Dear Sam: I was invited to a first interview for a position that excites me, but they asked me to interview on Zoom! This is a first for me. Do you have any tips on handling video interviews? -Terry
Dear Terry: Congratulations on getting an interview! Your resume and cover letter must have impressed the hiring manager, so now is the time to ‘close the deal’ with a successful interview. Video interviews (via Zoom, WebEx, Skype, Google Hangout, and other video platforms) are incredibly common and have even been pre-COVID. Video interviews also allow recruiters and hiring managers to assess a candidate’s communication skills (verbal and non-verbal), professionalism and preparation. You need to take a video interview as seriously as an in-person interview, and you need to make sure that your digital presence is as polished as your “real” appearance. When preparing for your video interview, keep in mind:
1. Your appearance is not limited to your interview attire.
What you wear for your interview matters (and yes, you need to dress professionally from head to toe, not head to waist). Beyond your outfit, you need to make sure that your username and profile picture are professional. A username that is difficult to read, that reveals your age (i.e. one with your year of birth), or that includes an unprofessional username could make a bad first impression. It is safer to create a new username as close to your real name as possible. Your profile photo should also reflect your professionalism, so choose your LinkedIn photo over the one you use for more casual social media sites.
2. Pay attention to your surroundings.
Your audience will see what’s behind you, so set up a clean, neutral background with good lighting. A cluttered environment could be awkward and could send a negative impression on your organizational skills. You also want to clean the area of personal items, especially any paraphernalia that might be considered controversial. You will also want to notify anyone else at home about the interview so that you are not interrupted. Keep pets out of sight and out of earshot, and be prepared for child care if you have small children. If you choose not to interview at home, you should avoid noisy public spaces, such as cafes. Try reserving a quiet space somewhere, like your local library, as an alternative.

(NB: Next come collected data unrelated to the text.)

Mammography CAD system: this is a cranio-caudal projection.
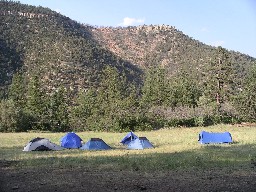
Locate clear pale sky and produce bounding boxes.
[18,0,256,58]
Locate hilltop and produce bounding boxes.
[91,25,254,75]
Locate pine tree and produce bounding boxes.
[8,71,26,107]
[171,69,201,108]
[203,46,235,113]
[234,63,256,121]
[7,72,31,131]
[141,66,168,107]
[95,66,127,131]
[70,88,97,131]
[0,99,17,132]
[48,86,70,132]
[26,75,47,130]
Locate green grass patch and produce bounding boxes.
[1,125,256,172]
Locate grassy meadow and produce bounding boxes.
[1,125,256,172]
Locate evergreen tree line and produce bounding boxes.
[0,47,256,132]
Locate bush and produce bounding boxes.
[0,99,31,132]
[114,115,155,132]
[194,116,205,127]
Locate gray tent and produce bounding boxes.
[23,137,64,151]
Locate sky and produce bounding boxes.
[18,0,256,58]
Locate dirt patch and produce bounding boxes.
[1,163,256,192]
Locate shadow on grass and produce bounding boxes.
[1,143,256,172]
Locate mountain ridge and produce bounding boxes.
[0,0,255,98]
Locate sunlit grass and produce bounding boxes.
[1,124,256,172]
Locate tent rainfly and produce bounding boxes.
[127,137,154,150]
[120,131,138,145]
[60,132,83,149]
[23,137,64,151]
[80,138,111,150]
[198,131,233,144]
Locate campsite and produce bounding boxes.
[1,125,256,191]
[0,1,256,191]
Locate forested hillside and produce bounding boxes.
[0,0,142,98]
[0,0,255,132]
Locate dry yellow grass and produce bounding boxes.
[1,124,256,172]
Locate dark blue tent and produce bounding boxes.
[198,131,232,144]
[127,137,154,150]
[80,138,111,150]
[60,132,83,149]
[120,131,138,145]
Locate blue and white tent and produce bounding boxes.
[120,131,138,145]
[198,131,232,144]
[127,137,154,150]
[80,138,111,150]
[23,137,64,151]
[60,132,83,149]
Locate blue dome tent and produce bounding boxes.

3. Practice before your interview.
Practice beforehand is especially important if you are unfamiliar with the software you will be using or with video chatting in general. Your interview isn’t the time to determine where you should look, if your microphone is working, or what to do with your hands. A lack of confidence in the program you are using and with your equipment will only add to your nerves and could make you appear clumsy or unprepared. Conduct a mock interview with an interview coach or friend, and take it a step further by recording it so you can see how you are doing on video. Your workout is also a great time to check the quality of your internet connection. Avoid using Wi-Fi if possible and opt for a connection to the router with a network cable. At a minimum, avoid using a shared connection during your interview. For example, if another user is streaming a movie, it can affect your video conference bandwidth, resulting in slow or lost connections. By alleviating technical difficulties, you increase the chances that the interviewer will focus solely on you and the quality of your answers.
4. Prepare the ground!
I often advise clients to put a sticky note next to their webcam so that they don’t stare at the screen all the time and instead look at the camera. Encourage yourself to look beyond your screen by placing “cheat sheet” notes behind your laptop or computer screen. I recently asked a client to send me a photo of their interview. It included a box for lifting his laptop from his dining table to eye level, a kid’s magnetic board behind his computer with sticky notes of things to remember and script instructions, and a glass of water and handkerchiefs nearby. In short, she was prepared to succeed, was positioned to add value to her gaze as she looked at the camera and could see her notes, and was prepared if she had a dry mouth, cough, or started to feel the heat of the day. maintenance.
Once you’ve done your best to prepare for the technical and logistical aspects of your video interview, you should handle the rest as you would an in-person interview. In short: research the company and the job description; practice some common interview responses in advance; and be prepared to “sell” how you are a good fit for the role. Good luck, Terry!